Some trivia on Baby Jane and the golden guy …
Bette Davis earned an Oscar and Golden Globe Best Actress nomination for her work in “What Ever Happened to Baby Jane?” She lost the Oscar to Anne Bancroft in “The Miracle Worker” and lost the Globe to Geraldine Page in “Sweet Bird of Youth.”
Davis desperately coveted that Oscar as it would have made her the first performer to win three Best Actress awards; she later claimed that Joan Crawford had campaigned against her. (Davis won in 1935 for “Dangerous” and in 1938 for “Jezebel”).
At the ceremony, Crawford (who had one Best Actress Oscar for 1945’s “Mildred Pierce”) accepted for the absent Bancroft. Crawford brushed by Davis, saying, “I have an Oscar to accept.”
In the category of Best Supporting Actor, Buono contended for both an Oscar and Golden Globe, but Ed Begley snagged the Oscar for “Sweet Bird of Youth” and Omar Sharif got the Globe for “Lawrence of Arabia.” (Interestingly, the handsome and charming Peter Lawford had been the first choice for Buono’s part and, by some accounts, even filmed a few scenes before dropping out.)
Director Robert Aldrich (along with Robert Mulligan for “To Kill a Mockingbird”) was nominated for the Palme D’Or director’s prize at the Cannes Film Festival, but that went to Luchino Visconti for “The Leopard.” It was at the film fest that Bette’s daughter B. D. met husband-to-be Jeremy Hyman; she married at age 16, with her mother’s approval.
Ernest Haller got an Oscar nod for best B&W cinematography. He lost to the lensmen behind “The Longest Day.” But “Baby Jane” is great looking and full of choice compositions, such as the shot of Jane’s bleary face shot through a cupboard full of empty liquor bottles.
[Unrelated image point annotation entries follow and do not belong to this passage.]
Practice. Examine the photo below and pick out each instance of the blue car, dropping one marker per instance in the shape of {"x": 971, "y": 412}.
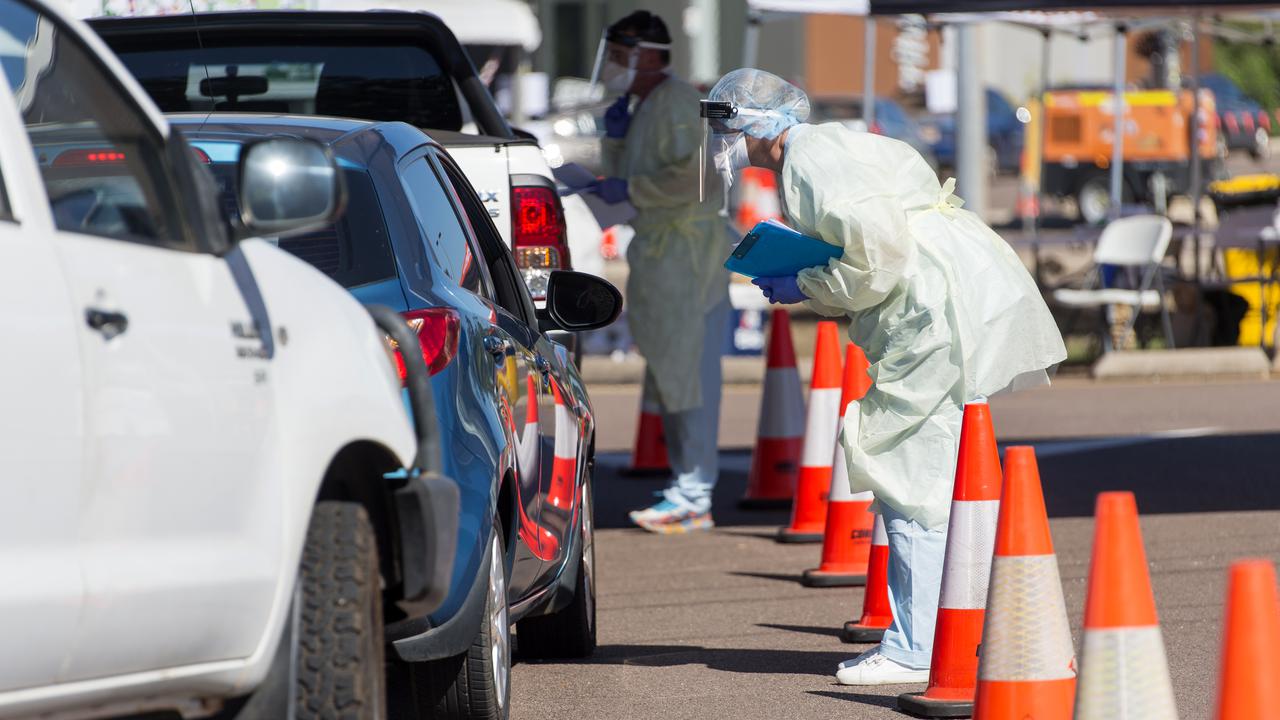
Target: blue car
{"x": 516, "y": 423}
{"x": 1005, "y": 135}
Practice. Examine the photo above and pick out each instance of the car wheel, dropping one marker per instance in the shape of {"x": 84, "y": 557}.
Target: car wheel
{"x": 476, "y": 684}
{"x": 339, "y": 645}
{"x": 571, "y": 630}
{"x": 1093, "y": 199}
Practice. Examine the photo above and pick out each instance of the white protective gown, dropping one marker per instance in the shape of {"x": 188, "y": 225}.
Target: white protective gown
{"x": 677, "y": 258}
{"x": 942, "y": 306}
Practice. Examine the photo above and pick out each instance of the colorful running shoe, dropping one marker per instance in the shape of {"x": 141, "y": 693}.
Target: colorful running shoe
{"x": 668, "y": 518}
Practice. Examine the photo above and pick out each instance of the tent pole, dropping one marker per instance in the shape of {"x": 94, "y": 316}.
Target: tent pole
{"x": 1193, "y": 144}
{"x": 752, "y": 41}
{"x": 970, "y": 122}
{"x": 1118, "y": 108}
{"x": 869, "y": 72}
{"x": 1046, "y": 46}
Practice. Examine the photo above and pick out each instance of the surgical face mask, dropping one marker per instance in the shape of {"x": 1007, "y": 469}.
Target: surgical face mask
{"x": 617, "y": 78}
{"x": 732, "y": 160}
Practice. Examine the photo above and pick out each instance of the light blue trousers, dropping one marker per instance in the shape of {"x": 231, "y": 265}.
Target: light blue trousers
{"x": 693, "y": 437}
{"x": 914, "y": 584}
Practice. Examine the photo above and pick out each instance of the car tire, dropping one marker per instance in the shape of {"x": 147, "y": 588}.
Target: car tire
{"x": 568, "y": 632}
{"x": 339, "y": 645}
{"x": 476, "y": 684}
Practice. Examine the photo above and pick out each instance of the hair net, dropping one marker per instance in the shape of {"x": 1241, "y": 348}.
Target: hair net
{"x": 766, "y": 104}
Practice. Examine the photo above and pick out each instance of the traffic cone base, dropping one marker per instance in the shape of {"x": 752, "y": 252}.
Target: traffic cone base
{"x": 858, "y": 633}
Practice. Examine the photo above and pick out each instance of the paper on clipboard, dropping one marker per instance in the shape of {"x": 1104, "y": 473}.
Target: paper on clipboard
{"x": 576, "y": 180}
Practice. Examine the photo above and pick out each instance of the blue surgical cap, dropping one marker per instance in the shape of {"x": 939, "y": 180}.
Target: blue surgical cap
{"x": 766, "y": 104}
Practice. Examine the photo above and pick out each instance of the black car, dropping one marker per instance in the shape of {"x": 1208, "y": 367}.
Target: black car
{"x": 516, "y": 423}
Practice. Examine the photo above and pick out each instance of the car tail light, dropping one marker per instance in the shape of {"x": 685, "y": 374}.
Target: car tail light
{"x": 81, "y": 158}
{"x": 539, "y": 236}
{"x": 437, "y": 329}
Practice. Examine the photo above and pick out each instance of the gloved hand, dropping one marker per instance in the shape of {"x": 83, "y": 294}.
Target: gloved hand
{"x": 611, "y": 190}
{"x": 617, "y": 118}
{"x": 781, "y": 291}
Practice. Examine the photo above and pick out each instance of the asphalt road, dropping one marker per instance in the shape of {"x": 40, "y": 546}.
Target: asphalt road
{"x": 717, "y": 625}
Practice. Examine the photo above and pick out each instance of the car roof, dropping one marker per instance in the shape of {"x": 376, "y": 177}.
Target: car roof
{"x": 339, "y": 135}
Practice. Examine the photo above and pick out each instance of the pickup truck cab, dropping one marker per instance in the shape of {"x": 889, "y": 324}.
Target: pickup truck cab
{"x": 200, "y": 434}
{"x": 373, "y": 65}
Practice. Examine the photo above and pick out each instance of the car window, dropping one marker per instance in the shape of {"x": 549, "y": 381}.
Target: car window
{"x": 392, "y": 81}
{"x": 440, "y": 226}
{"x": 100, "y": 159}
{"x": 510, "y": 288}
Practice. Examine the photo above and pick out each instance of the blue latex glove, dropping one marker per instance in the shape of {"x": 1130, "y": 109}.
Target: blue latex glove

“Baby Jane’s” wardrobe designer Norma Koch took home the prized statuette for B&W costume design. Blanche has a slightly Victorian vibe, wearing her dark silk dresses with oversize bows (Crawford insisted on wearing falsies) and an old-fashioned up-do. Jane fills out her faded, frilly frocks and scuffs around resentfully in shabby slippers. Hey, at least she’s practical – with all her boozing, heels might precipitate a tumble. Unbeknownst to Davis, the ratty blonde wig Jane wore was reportedly the same one Crawford wore in “The Ice Follies of 1939.”
Astonishingly, there was no Oscar for best makeup and hairstyling. That category was not introduced until 1981.